How to Solve Our Human Problems, Part 1 (a really dumb album title) is the first in a three-part EP series to be released over a three-month timespan by Glasgow, Scotland’s sometimes-boring-as-hell indie darlings, Belle and Sebastian, in what looks to be a bold marketing gimmick to return them to their mid-to-late-1990s popularity. Following their successful full lengths Tigermilk (stupid title) and If You’re Feeling Sinister (a better title) in 1996, Belle and Sebastian were on a creative roll that produced three 1997 EPs, Dog on Wheels (dumb title), Lazy Line Painter Jane (dumber title), and 3.. 6.. 9 Seconds of Light (dumbest title ever), all of which were lauded by critics and were loved by their fans. Like the 1990s EPs, these new ones will feature artsy black & white photos of their butt-ugly fans on the covers.

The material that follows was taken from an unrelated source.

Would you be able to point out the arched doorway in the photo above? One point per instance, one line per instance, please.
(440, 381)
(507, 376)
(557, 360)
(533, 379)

The record starts off with Stevie Jackson and Stuart Murdoch singing a duet together called “Sweet Dew Lee.” This odd pairing makes for a flat opening as the song isn’t all that wonderful, actually it sounds pretty horrible. Such a dreadful choice for an opener. They pick it up, though, with a bright, solid pop number with a skipping drumbeat, the EP’s single, “We Were Beautiful.” Murdoch, who generally sings lead on the majority of the band’s material, is solely on lead vocal duty on this one, which makes this song more focused. It features classic B&S trappings such as multi-layered instrumentation, pianos, horns, harmonizing backing vocals and tasty bass lines, all mixed to perfection without pulling focus away from the main idea – the rhythm and the lyrics.
“We Were Beautiful” brings back the simple yet classic Belle and Sebastian sound, but this time it’s fused with some modernity in the form of advances in recording technology. Most would have to admit this song as well as the entire production on the EP strikes a decent balance between classic, raw B&S and modern recording techniques. It has been 20 years after all, you have to progress out of the super-low-fi arena at some point, and B&S have before, much to the chagrin of some of their more elitist fan base.
The best track on this five-song EP is the country-tinged “Fickle Season,” emoted passionately, with deliberately breathy vocals, by Sarah Martin. Besides “We Were Beautiful” and “Fickle Season” the other three songs on this EP miss the mark completely. They’re filler songs. Never put filler on an EP. An EP is too short for filler. Belle and Sebastian have two more EPs coming out soon, so this is only strike one. No big deal.